IEEE Floating Point Numbers

Introduction

Floating point numbers are a way of representing real numbers inside computers. In other words, floating point numbers, or float as they are more commonly known, are numbers with fractional part.

Early digital computers all used integer arithmetic and could not represent fractions. This lead to large inaccuracies while computing complex problems. The first programmable computer to use floating point numbers was the Z1 in 1938. It was able to do 24 bit floating point arithmetic calculation.

Real numbers are represented in exponential form in computers. The exponent form has two parts, namely mantissa and exponent.
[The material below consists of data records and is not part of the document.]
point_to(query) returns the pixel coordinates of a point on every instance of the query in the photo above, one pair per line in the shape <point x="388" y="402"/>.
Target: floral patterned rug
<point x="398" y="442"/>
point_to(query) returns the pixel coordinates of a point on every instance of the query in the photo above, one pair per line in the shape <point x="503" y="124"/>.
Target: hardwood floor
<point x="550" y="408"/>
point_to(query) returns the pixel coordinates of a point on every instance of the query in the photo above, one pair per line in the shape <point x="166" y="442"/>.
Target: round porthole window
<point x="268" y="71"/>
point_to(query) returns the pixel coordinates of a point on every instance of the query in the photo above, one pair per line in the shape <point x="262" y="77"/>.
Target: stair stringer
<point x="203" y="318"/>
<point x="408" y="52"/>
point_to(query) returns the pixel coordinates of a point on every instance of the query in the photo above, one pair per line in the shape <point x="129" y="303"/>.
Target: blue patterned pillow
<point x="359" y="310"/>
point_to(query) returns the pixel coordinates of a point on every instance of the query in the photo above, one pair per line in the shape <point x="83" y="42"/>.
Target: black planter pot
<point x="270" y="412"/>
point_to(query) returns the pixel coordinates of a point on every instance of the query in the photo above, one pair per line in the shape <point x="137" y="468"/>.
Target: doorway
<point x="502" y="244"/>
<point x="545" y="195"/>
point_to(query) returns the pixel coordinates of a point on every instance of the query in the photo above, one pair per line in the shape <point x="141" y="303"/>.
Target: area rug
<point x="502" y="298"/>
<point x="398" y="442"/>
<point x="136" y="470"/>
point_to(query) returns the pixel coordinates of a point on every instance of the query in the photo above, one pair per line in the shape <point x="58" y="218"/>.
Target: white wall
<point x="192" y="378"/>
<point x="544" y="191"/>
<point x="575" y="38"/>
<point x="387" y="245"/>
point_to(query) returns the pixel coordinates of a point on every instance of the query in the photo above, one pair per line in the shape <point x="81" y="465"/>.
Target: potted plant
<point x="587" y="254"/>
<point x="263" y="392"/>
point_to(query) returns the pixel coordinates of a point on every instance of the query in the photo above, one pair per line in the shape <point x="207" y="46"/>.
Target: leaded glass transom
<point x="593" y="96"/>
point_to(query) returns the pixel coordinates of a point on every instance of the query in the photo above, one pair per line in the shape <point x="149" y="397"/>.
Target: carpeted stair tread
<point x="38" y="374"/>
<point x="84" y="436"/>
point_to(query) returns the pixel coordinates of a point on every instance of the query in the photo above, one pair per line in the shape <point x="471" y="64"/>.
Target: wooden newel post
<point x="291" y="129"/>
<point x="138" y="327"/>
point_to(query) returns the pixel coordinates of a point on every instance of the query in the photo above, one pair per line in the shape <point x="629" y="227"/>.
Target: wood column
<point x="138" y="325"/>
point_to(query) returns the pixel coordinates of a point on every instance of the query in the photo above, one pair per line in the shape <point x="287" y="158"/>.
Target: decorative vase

The mantissa represents the magnitude of the number while the exponent represents the power to which the number should be raised to get the actual value.
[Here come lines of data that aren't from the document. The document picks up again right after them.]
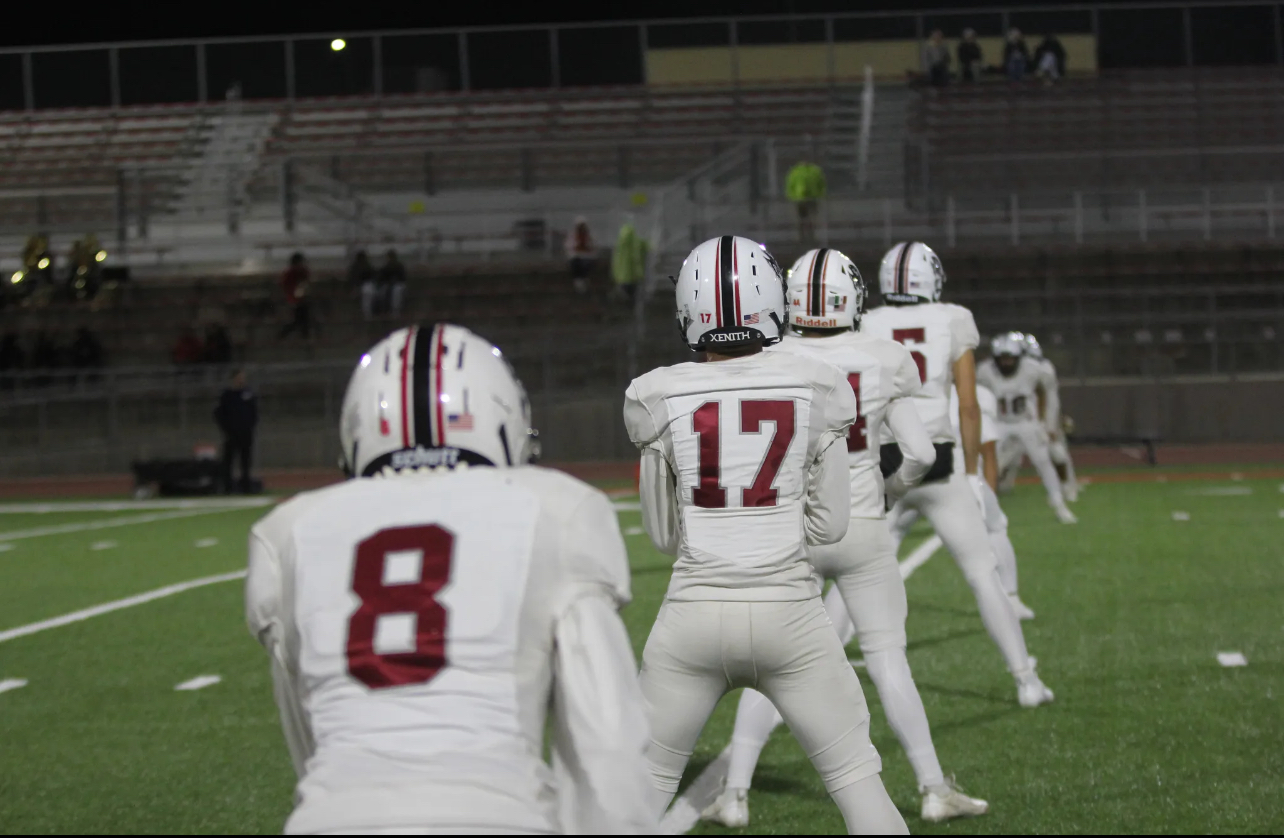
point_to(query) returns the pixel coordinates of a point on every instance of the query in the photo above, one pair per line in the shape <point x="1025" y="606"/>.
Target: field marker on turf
<point x="107" y="607"/>
<point x="685" y="812"/>
<point x="134" y="506"/>
<point x="81" y="526"/>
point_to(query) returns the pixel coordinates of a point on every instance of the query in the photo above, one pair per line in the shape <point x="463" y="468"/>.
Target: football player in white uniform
<point x="1015" y="381"/>
<point x="423" y="617"/>
<point x="1049" y="411"/>
<point x="826" y="295"/>
<point x="745" y="466"/>
<point x="941" y="339"/>
<point x="995" y="521"/>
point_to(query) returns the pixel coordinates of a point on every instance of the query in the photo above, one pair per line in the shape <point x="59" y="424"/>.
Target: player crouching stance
<point x="941" y="339"/>
<point x="826" y="297"/>
<point x="1015" y="381"/>
<point x="744" y="466"/>
<point x="423" y="616"/>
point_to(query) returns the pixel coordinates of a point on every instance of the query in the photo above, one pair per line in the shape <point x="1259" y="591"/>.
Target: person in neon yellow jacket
<point x="805" y="188"/>
<point x="628" y="261"/>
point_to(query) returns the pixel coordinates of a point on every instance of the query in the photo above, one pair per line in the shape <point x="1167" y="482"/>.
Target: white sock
<point x="755" y="720"/>
<point x="904" y="710"/>
<point x="867" y="809"/>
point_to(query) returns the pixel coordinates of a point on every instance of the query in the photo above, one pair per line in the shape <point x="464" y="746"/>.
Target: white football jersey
<point x="741" y="439"/>
<point x="989" y="406"/>
<point x="1017" y="397"/>
<point x="878" y="372"/>
<point x="412" y="620"/>
<point x="936" y="335"/>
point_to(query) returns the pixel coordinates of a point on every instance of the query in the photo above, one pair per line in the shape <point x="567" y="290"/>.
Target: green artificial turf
<point x="1148" y="732"/>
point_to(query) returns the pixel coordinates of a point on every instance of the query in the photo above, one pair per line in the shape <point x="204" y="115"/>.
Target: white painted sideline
<point x="107" y="607"/>
<point x="134" y="506"/>
<point x="685" y="812"/>
<point x="81" y="526"/>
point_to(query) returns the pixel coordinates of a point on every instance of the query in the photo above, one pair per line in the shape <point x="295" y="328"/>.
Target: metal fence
<point x="581" y="54"/>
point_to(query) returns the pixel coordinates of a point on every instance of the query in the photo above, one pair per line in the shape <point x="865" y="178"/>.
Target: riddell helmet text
<point x="815" y="322"/>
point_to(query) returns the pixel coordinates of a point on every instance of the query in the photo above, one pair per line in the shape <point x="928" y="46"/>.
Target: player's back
<point x="878" y="371"/>
<point x="741" y="436"/>
<point x="936" y="335"/>
<point x="1016" y="393"/>
<point x="417" y="615"/>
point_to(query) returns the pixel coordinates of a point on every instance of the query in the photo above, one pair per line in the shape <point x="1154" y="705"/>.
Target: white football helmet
<point x="729" y="293"/>
<point x="434" y="395"/>
<point x="910" y="272"/>
<point x="824" y="290"/>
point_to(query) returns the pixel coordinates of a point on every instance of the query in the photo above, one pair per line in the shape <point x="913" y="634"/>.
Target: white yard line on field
<point x="199" y="682"/>
<point x="81" y="526"/>
<point x="685" y="812"/>
<point x="129" y="602"/>
<point x="134" y="506"/>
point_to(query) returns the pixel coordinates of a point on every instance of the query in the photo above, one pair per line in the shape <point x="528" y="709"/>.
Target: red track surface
<point x="1264" y="461"/>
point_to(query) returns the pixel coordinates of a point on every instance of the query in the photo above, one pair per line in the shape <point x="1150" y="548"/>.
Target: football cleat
<point x="731" y="809"/>
<point x="1022" y="610"/>
<point x="946" y="802"/>
<point x="1031" y="692"/>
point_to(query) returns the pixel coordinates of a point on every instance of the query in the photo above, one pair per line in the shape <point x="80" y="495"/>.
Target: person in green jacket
<point x="628" y="261"/>
<point x="805" y="188"/>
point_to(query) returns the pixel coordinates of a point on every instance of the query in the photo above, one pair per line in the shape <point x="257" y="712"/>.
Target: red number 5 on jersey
<point x="435" y="548"/>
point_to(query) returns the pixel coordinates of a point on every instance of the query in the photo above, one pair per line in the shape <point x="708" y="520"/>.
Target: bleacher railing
<point x="552" y="55"/>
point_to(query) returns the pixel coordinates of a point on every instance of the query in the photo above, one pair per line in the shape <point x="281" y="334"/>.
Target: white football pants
<point x="950" y="507"/>
<point x="1030" y="439"/>
<point x="700" y="651"/>
<point x="868" y="588"/>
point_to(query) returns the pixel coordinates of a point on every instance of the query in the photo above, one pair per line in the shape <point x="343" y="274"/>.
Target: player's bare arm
<point x="970" y="411"/>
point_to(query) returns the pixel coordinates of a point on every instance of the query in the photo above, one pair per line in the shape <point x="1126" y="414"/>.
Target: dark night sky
<point x="152" y="21"/>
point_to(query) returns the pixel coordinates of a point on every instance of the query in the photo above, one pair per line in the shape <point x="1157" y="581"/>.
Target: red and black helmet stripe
<point x="815" y="286"/>
<point x="727" y="281"/>
<point x="903" y="268"/>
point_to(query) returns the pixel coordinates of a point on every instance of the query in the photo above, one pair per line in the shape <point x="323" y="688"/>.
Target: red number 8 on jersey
<point x="435" y="547"/>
All these are perfectly good concepts. But with computers, there lies a caveat in the form of computer memory. Memory in computers are limited. The range of values that a floating number can take and its precision are both dependent on the memory. So computer scientists started limiting the precision and possible ranges of floats such that they could take most commonly used value ranges while still representing them with essential accuracy.
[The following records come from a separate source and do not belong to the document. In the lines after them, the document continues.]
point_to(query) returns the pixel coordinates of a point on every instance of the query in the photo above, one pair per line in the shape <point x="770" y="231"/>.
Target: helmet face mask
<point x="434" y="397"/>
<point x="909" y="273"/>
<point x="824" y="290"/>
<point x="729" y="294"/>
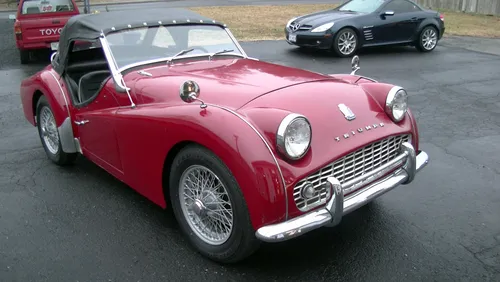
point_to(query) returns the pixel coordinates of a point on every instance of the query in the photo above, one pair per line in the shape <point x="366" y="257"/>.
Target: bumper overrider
<point x="408" y="163"/>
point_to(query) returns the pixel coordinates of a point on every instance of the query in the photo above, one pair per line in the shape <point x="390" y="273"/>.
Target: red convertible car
<point x="244" y="151"/>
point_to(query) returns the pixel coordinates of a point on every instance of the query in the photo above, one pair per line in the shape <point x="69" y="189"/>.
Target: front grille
<point x="348" y="168"/>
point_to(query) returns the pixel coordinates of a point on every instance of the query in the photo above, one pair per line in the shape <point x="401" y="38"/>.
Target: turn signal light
<point x="17" y="31"/>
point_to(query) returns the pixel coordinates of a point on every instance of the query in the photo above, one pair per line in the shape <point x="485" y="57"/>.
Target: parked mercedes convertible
<point x="242" y="150"/>
<point x="366" y="23"/>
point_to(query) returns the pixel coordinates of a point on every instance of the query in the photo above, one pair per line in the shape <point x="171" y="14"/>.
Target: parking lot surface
<point x="81" y="224"/>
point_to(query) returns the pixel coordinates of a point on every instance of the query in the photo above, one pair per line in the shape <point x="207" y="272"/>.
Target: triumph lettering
<point x="51" y="31"/>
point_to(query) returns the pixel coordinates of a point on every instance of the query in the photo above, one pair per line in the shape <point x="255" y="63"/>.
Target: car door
<point x="95" y="126"/>
<point x="396" y="22"/>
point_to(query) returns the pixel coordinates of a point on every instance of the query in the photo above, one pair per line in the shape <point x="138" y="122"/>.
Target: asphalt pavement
<point x="81" y="224"/>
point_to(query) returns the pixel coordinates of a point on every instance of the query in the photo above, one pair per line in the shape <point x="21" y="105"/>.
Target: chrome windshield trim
<point x="165" y="59"/>
<point x="119" y="70"/>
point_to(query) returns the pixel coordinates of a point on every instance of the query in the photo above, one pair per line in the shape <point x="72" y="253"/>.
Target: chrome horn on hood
<point x="355" y="64"/>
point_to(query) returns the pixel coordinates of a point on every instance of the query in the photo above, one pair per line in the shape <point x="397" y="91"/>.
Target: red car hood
<point x="228" y="82"/>
<point x="319" y="102"/>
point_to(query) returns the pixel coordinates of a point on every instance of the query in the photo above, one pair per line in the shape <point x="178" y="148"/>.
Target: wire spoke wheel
<point x="429" y="39"/>
<point x="347" y="43"/>
<point x="206" y="205"/>
<point x="49" y="130"/>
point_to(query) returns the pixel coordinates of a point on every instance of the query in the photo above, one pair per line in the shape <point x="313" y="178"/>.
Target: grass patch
<point x="250" y="23"/>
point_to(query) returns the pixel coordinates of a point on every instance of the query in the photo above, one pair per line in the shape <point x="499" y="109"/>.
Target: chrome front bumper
<point x="338" y="206"/>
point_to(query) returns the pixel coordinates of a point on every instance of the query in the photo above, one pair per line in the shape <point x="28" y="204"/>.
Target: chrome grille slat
<point x="347" y="168"/>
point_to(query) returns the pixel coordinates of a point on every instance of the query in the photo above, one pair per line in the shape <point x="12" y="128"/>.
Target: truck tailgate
<point x="43" y="29"/>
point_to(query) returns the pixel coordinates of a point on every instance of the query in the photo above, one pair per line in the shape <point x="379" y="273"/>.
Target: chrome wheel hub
<point x="429" y="39"/>
<point x="49" y="130"/>
<point x="347" y="43"/>
<point x="206" y="205"/>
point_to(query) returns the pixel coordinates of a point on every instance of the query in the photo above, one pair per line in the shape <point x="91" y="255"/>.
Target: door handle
<point x="81" y="122"/>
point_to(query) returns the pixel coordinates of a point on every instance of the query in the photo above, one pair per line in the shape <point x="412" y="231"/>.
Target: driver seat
<point x="90" y="84"/>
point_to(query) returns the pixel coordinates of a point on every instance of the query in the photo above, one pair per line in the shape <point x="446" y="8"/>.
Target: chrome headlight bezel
<point x="281" y="136"/>
<point x="323" y="27"/>
<point x="395" y="97"/>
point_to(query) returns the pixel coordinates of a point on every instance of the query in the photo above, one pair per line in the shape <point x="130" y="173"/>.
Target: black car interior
<point x="86" y="74"/>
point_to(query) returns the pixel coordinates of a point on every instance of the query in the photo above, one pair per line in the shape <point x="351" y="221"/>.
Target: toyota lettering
<point x="51" y="31"/>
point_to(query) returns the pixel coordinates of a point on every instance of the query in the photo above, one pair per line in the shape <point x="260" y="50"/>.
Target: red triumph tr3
<point x="168" y="102"/>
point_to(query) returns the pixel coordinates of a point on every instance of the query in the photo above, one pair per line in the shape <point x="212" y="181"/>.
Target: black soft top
<point x="90" y="26"/>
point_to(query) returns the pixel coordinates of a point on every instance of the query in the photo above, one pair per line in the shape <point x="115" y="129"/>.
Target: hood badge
<point x="348" y="114"/>
<point x="360" y="130"/>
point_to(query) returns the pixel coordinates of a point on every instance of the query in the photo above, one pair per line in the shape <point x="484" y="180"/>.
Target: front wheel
<point x="49" y="135"/>
<point x="428" y="39"/>
<point x="345" y="43"/>
<point x="209" y="206"/>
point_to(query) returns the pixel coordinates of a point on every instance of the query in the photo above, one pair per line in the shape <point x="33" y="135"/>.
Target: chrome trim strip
<point x="62" y="92"/>
<point x="65" y="129"/>
<point x="66" y="136"/>
<point x="330" y="216"/>
<point x="355" y="183"/>
<point x="268" y="148"/>
<point x="117" y="71"/>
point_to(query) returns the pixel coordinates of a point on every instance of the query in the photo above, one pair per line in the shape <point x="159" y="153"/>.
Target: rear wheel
<point x="345" y="42"/>
<point x="49" y="135"/>
<point x="428" y="39"/>
<point x="210" y="207"/>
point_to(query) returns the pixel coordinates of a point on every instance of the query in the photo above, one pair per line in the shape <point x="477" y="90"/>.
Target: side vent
<point x="368" y="34"/>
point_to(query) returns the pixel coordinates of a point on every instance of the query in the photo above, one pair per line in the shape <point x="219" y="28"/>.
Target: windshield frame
<point x="382" y="5"/>
<point x="113" y="63"/>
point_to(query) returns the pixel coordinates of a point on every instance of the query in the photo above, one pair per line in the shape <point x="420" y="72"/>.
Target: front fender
<point x="148" y="133"/>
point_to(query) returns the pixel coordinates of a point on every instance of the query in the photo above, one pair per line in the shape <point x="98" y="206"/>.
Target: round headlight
<point x="396" y="103"/>
<point x="294" y="136"/>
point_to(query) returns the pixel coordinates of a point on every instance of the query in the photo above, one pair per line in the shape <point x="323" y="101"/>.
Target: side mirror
<point x="355" y="64"/>
<point x="190" y="91"/>
<point x="388" y="13"/>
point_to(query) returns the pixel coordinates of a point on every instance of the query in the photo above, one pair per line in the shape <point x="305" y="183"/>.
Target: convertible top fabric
<point x="90" y="26"/>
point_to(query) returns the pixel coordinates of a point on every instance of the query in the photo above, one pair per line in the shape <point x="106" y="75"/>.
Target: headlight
<point x="322" y="28"/>
<point x="294" y="136"/>
<point x="396" y="103"/>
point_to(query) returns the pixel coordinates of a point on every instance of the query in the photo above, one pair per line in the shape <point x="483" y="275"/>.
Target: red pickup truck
<point x="39" y="23"/>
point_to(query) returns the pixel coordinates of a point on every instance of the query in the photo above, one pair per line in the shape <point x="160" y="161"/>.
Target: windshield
<point x="46" y="6"/>
<point x="362" y="6"/>
<point x="151" y="43"/>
These limits are imposed by specifying how many number of bits are required to represent the mantissa and exponent. But there was hardly a consensus between scientists on what the limits should be. Every computer ended up having its own implementation of floating point numbers and this badly affected portability.

While dealing with floating point arithmetic, programs would often crash when exceptions arose. All these lead to the formation of a common standard for representing of floats in computers. The standard was put forward by the Institute of Electrical and Electronics Engineers. It is described in detail in the next section.

IEEE Floating point format

The Institute of Electrical and Electronics Engineers introduced the IEEE standard for Floating point arithmetic in 1985. Also known as IEEE 754, it fixed the myriad number of problems that had been existing with floating point representation and computation. It became a universal standard that most of the later computers used.

The IEEE floating point format defines the following:

Arithmetic format, ie. The format which is used to represent binary and decimal floating point values.
Interchange format, ie. How the data should be encoded for for exchanging such that it can be transferred efficiently and not using excessive bandwidth.
Rounding rules: Computers have finite precision and during operations, it is often necessary to round the numbers to properly represent the results inside computers. The IEEE format defines standards for performing the rounding.
Operations: The IEEE format defines how the operations should be performed of floating point numbers.
Exception handling: The IEEE format defines how exceptions should be handled, when they arise.
The latest revision of the IEEE standard is known as IEEE-754-2008, which was finalized in 2008 after a seven year revision process.

Representing numbers

The IEEE-754 format clearly defines how things should be represented. They are explained in detail below.

Finite numbers, which can be decimal or binary comprise of three integers. The first one is the sign(s), second one is the significant(c) and the third one is exponent(q). Eg. (1)^s x c x b^9
Two infinities: +inf and -inf
Two NaNs. NaN stands for Not a Number. They are produced when exceptions arise.